May you live in interesting times…

From the beginning, the number one government to watch in terms of the next UNSG selection has been China. Its growth as a regional power, as well as on the global stage has coincided nicely with what is considered Asia’s “turn” at the helm of the UN. As I and others have stated on previous occasions, the nominee will be that diplomat (by any definition) who can earn the support of both Beijing and Washington.

But China’s role in the selection process won’t be a cakewalk. For precisely the same reasons that it’s role is so important, the difficulties it faces will be challenging.

Yun Tang, with the World Affairs Council in Washington, DC, points out three specific factors associated with the UNSG selection that could complicate China’s global and regional leadership.

First, consolidating Asian countries on the issue. Presumably, Beijing has to break a lot of diplomatic impasses in mediating for a common Asian candidate, given the political complication of the vast continent. Nevertheless, if a consensus could not be reached, Asia’s chance might be in danger. Furthermore, if China fails to help deliver an Asian to the post, its influence in Asia will unquestionably suffer a setback.

Second, dealing with the US. To a certain extent, the selection of the next UN secretary-general is a test for China-US relations, putting on trial their mutual trust and willingness to cooperate in world affairs. Though some tensions remain, China-US relations are presently in a stable condition. In the next few months, if there is no serious confrontation between China and the US on Iran and on the upcoming UN budgetary dispute, it should not be very difficult for the two countries to find common ground regarding the nomination for secretary-general.

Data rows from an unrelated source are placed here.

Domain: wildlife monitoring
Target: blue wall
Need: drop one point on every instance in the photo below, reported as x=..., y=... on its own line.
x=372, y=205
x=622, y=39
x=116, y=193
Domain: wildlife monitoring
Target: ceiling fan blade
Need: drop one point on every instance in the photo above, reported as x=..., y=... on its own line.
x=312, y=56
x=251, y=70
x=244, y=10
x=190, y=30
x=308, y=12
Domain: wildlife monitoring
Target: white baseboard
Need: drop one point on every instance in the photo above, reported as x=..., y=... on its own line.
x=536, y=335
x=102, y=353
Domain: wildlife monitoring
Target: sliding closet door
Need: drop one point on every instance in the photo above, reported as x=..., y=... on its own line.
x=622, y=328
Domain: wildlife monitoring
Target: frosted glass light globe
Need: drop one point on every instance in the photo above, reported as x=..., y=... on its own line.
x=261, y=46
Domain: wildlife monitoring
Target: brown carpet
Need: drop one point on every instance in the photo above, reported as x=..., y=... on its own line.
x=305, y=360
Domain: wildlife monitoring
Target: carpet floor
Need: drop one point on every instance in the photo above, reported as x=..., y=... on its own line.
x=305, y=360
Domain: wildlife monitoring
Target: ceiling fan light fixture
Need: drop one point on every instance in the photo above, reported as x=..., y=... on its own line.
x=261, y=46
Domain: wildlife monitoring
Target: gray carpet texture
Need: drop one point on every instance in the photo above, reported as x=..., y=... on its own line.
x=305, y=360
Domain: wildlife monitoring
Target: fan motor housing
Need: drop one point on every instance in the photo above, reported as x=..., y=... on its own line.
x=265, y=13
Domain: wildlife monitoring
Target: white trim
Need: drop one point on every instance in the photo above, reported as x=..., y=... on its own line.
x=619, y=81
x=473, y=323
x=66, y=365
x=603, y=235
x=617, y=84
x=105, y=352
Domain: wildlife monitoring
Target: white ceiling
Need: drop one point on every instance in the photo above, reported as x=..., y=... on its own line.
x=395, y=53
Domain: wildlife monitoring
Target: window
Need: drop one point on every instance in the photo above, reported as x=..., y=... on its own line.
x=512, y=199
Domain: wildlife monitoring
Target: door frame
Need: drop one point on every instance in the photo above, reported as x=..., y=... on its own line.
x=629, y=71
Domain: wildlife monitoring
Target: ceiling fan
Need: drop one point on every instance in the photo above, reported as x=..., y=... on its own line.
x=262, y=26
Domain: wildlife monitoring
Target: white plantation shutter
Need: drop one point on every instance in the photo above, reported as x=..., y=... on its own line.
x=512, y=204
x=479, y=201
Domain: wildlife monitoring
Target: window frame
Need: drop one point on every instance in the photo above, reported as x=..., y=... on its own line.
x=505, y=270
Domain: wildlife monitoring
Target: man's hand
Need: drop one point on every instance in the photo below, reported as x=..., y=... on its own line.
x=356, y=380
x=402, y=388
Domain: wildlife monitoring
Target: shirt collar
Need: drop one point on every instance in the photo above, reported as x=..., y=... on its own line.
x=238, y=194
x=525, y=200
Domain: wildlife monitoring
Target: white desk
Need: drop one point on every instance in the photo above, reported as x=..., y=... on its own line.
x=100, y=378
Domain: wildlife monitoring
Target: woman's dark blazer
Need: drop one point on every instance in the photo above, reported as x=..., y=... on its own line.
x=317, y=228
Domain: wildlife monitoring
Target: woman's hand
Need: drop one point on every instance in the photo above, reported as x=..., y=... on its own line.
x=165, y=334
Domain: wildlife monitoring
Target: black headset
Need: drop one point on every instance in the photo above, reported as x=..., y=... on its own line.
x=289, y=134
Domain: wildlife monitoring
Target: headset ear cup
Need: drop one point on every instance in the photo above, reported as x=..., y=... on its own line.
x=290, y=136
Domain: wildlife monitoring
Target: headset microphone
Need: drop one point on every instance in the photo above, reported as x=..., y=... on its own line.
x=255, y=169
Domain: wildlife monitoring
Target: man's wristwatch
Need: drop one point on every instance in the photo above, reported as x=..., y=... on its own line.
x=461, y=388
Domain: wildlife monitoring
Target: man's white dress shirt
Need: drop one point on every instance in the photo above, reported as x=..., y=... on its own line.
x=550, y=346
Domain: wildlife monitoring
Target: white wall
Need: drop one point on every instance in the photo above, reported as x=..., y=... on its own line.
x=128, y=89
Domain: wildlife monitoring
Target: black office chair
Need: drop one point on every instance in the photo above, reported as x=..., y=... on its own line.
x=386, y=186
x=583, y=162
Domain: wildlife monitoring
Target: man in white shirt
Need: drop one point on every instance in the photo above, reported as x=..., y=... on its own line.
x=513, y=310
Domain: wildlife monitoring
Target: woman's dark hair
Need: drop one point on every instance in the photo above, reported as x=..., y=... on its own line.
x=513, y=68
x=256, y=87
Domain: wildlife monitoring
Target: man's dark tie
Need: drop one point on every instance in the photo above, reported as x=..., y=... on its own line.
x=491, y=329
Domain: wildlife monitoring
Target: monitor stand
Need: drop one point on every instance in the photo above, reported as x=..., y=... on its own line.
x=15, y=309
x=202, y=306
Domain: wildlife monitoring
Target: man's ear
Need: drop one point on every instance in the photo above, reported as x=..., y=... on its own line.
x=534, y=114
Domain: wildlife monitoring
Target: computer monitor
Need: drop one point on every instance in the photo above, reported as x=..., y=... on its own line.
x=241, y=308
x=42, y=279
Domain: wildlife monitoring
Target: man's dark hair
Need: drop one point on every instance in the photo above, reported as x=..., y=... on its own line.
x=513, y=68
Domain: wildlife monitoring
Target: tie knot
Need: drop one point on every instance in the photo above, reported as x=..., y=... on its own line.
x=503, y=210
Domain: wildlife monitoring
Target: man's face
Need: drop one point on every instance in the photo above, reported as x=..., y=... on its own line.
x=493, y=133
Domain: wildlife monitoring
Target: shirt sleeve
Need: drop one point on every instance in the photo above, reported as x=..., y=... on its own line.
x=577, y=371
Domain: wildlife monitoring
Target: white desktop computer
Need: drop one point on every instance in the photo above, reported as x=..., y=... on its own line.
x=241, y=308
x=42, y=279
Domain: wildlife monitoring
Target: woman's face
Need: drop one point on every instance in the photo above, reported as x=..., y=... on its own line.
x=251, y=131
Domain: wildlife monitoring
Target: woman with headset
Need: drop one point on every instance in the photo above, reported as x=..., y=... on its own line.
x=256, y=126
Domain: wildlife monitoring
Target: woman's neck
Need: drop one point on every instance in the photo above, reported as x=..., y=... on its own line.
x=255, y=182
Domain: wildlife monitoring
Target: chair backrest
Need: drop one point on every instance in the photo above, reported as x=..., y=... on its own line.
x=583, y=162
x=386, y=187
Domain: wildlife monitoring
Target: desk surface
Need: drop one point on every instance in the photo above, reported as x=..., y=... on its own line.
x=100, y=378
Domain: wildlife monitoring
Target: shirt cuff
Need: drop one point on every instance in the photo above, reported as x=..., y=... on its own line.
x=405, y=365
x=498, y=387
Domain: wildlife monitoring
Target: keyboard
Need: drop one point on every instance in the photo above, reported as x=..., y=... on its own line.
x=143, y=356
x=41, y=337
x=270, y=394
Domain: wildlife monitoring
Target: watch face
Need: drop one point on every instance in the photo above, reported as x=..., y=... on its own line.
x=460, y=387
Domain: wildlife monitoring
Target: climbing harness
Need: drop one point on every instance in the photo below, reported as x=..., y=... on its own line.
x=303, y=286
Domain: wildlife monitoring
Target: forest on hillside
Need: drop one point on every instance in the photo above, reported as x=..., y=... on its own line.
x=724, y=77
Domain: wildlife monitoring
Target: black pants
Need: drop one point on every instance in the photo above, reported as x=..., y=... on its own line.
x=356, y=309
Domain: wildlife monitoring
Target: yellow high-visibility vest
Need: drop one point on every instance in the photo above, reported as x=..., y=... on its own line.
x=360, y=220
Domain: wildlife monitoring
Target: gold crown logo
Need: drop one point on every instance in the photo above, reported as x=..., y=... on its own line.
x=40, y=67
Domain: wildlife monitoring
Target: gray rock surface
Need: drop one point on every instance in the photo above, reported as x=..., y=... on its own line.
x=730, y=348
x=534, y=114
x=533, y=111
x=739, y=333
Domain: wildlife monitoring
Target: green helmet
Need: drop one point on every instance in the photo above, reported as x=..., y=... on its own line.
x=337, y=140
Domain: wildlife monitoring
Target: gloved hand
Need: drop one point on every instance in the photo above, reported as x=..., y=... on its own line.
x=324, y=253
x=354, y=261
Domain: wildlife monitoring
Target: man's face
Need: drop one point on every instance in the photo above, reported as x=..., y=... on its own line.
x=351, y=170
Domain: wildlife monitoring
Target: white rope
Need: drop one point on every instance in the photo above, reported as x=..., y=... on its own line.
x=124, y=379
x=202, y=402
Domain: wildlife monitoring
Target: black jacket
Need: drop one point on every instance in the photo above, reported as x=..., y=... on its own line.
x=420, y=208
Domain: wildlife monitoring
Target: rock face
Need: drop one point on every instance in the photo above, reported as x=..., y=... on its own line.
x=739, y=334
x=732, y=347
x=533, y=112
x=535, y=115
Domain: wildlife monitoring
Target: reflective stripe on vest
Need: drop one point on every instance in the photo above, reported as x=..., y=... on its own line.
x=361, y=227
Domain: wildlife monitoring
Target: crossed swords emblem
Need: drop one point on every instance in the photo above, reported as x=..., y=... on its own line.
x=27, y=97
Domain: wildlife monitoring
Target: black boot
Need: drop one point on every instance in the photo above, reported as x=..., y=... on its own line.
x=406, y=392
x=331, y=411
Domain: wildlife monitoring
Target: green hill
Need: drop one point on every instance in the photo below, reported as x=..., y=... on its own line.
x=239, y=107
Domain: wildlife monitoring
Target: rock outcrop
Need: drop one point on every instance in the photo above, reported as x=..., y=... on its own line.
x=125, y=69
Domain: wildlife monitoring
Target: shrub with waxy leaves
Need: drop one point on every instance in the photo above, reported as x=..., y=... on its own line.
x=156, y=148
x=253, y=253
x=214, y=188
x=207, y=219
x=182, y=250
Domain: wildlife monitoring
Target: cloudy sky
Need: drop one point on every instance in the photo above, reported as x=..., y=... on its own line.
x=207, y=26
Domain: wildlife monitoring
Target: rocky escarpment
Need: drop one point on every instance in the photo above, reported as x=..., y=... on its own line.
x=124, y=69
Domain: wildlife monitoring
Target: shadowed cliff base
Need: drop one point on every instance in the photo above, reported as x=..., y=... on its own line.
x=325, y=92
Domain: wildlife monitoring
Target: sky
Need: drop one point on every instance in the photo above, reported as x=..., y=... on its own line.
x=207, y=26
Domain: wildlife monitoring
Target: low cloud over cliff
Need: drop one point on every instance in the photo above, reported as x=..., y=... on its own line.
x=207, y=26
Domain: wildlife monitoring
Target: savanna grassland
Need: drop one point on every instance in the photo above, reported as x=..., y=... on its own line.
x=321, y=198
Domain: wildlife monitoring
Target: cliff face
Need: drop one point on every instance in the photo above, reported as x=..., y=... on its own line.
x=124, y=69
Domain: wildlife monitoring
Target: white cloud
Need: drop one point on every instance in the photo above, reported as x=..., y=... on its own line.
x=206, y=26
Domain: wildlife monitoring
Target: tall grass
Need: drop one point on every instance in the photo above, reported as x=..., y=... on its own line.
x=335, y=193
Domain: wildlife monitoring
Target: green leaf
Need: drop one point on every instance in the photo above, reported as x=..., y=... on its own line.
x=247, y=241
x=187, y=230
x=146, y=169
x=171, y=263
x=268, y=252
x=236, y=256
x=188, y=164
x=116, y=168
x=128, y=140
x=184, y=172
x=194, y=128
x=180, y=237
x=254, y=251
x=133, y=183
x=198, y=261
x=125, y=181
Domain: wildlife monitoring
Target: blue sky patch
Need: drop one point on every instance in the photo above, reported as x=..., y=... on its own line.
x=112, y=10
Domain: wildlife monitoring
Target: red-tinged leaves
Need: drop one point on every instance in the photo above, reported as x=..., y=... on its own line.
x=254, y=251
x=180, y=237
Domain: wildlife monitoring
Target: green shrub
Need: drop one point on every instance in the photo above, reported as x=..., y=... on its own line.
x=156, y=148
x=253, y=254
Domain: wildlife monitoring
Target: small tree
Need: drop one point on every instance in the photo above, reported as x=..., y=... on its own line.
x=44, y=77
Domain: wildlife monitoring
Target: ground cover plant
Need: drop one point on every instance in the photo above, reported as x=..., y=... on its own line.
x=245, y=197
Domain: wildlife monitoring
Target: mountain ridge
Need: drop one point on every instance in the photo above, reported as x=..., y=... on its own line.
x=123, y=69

Third, addressing the concerns of other UN members. Canadian Ambassador Allan Rock wrote in mid- February to all UN members, proposing more transparency and broader member-state involvement in choosing Annan’s successor. Recently, some members also called for a greater role of the General Assembly in the recruitment, suggesting that the Security Council forward more than one candidate for approval. With all these developments as background, people will watch carefully to see whether Beijing can contribute to make the selection as open and fair as possible while vigorously pushing for a UN chief from Asia.

For those involved in Chinese or Asian affairs studies, this will be very important process to watch, not only from the global perspective, but also in terms of China’s bilateral affairs in the region.